Your dog may not always sit you down and tell you about the irregularities of their bowel movements. But for the times you notice something is askew in the pattern of your pooch’s poopies, there are a few options that can help you both, including a few home remedies. 🙂
1. Identify the red flags before assuming your pup is really having poop problems.
Some signs to look out for include dry, hard stools and straining to defecate. According to Dr. Karen Becker from Healthy Pets, if your dog spends several minutes hunched over only to produce nothing, or a small something, it’s safe to say he/she is constipated, especially if this continues for over a day.

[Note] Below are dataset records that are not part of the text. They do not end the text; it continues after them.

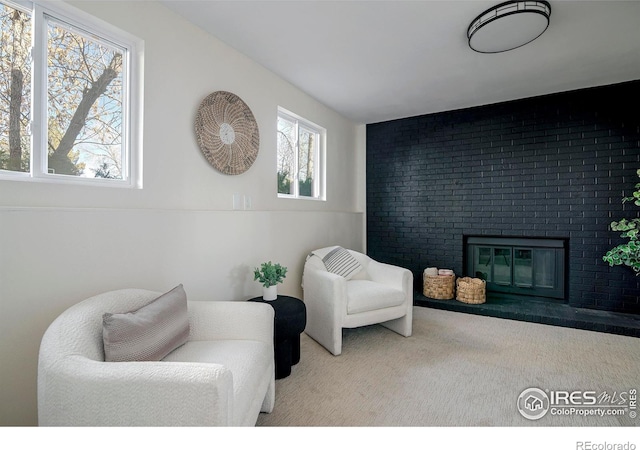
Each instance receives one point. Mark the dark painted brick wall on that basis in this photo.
(550, 166)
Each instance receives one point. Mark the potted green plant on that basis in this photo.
(627, 254)
(269, 275)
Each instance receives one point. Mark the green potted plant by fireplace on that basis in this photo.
(270, 275)
(627, 254)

2. Consult your vet to determine the true cause of constipation.
There are a number of reasons why your pup might be struggling, but for those of us who didn’t study veterinary medicine, it could be tough to tell. Experts can narrow it down to one or a few of these reasons: dehydration, lack of exercise, lack of fiber in the diet, intestinal obstructions, stress, or other inconveniences.

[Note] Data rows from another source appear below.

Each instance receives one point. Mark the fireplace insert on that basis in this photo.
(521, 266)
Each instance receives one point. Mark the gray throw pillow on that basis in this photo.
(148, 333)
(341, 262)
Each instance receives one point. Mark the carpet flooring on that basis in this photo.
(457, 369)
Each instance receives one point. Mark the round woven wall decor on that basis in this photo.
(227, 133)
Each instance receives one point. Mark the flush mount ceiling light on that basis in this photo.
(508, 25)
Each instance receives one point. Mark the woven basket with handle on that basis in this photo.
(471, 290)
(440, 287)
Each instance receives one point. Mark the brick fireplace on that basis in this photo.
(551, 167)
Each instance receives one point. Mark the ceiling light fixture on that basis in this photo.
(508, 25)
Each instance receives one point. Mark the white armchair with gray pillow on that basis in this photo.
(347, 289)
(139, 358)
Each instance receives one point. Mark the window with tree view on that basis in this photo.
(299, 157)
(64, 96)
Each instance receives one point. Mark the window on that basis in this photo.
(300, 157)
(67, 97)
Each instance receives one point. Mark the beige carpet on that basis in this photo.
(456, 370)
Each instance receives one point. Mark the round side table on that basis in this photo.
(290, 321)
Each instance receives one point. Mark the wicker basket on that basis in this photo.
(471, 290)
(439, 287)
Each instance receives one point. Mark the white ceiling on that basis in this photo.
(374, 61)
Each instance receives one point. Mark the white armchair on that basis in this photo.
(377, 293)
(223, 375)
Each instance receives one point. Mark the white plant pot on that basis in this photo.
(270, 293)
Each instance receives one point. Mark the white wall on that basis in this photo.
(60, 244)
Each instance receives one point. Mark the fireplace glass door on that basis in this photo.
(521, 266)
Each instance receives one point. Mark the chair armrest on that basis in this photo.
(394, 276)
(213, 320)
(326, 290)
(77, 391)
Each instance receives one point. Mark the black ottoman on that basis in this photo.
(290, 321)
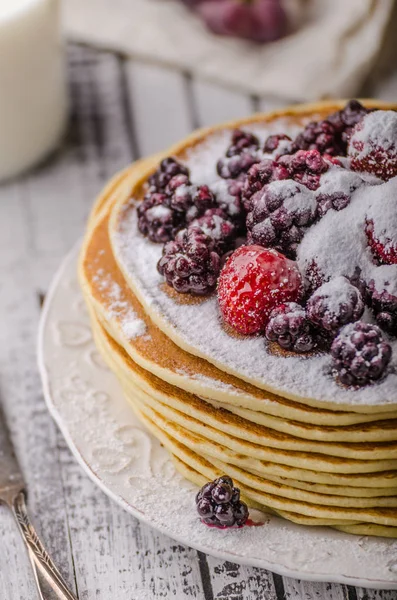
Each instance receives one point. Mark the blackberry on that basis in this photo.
(218, 227)
(336, 189)
(305, 166)
(228, 199)
(384, 306)
(322, 136)
(236, 165)
(169, 167)
(156, 220)
(360, 354)
(259, 175)
(191, 201)
(335, 304)
(242, 141)
(218, 503)
(280, 215)
(346, 119)
(190, 263)
(291, 329)
(274, 142)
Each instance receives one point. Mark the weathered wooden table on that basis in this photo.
(120, 110)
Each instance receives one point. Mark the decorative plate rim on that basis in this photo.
(223, 554)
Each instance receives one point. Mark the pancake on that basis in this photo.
(200, 415)
(195, 326)
(326, 458)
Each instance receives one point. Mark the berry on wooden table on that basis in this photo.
(252, 283)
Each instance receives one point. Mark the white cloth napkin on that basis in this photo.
(329, 55)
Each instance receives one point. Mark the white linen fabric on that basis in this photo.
(328, 55)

Your vet may prescribe a laxative agent, medication to help with large intestine contractile strength, a prescribed high-fiber diet, an enema, or simply more exercise.
3. Consider these simple home remedies that could help ease your buddy’s tummy.
A. Canned Pumpkin – The pureed pumpkin in cans is safe for pups and helpful for adding a little extra fiber in their diet. Dr. Tony Buffington, DVM, says that vets often recommend canned pumpkin because of how soluble of a fiber content it has, since it’s 90% water. Recommended dosage: 1 teaspoon per 10 pounds of body weight, 1-2 times daily in food.
B. Bran – Including bran in your dog’s diet is another great way of adding extra fiber. Doctors Foster and Smith mention that fiber is present in almost every commercial dog food, but adding a little more could help with your dog’s overall colon health. Bran is the outer shell of the grain, and includes rice bran, oat bran, and wheat bran. The Dogington Post suggests soaking the bran in water so it’s easier for your pup to digest. Recommended dosage: Sprinkle some bran over the top of your dog’s food.
C. Organic Apple Cider Vinegar – A little bit of ACV goes a long way. Not only does it help with digestive health, ACV is known to help with the pH balance in your dog’s body, promoting a healthy coat, and preventing fleas. Since ACV balances the digestive enzymes in the intestines, both in humans and animals, it’s a great remedy for upset stomachs and constipation. Recommended dosage: 1/4 teaspoon per 10 pounds of body weight, 1-2 times twice a week in food or water.
D. Plenty of fresh water! – Being that dehydration is one of the main causes of constipation, you can never go wrong with keeping your pup extra hydrated. Use this tool to calculate how much water your dog needs, also note that this amount should increase when extra exercise and hot temperatures are added. You may not have the “drink!” command down yet, but you can do your part by making sure that there’s always fresh water available for your dog.
Don’t forget to always consult your veterinarian before making any changes to your dog’s diet. Happy pooping!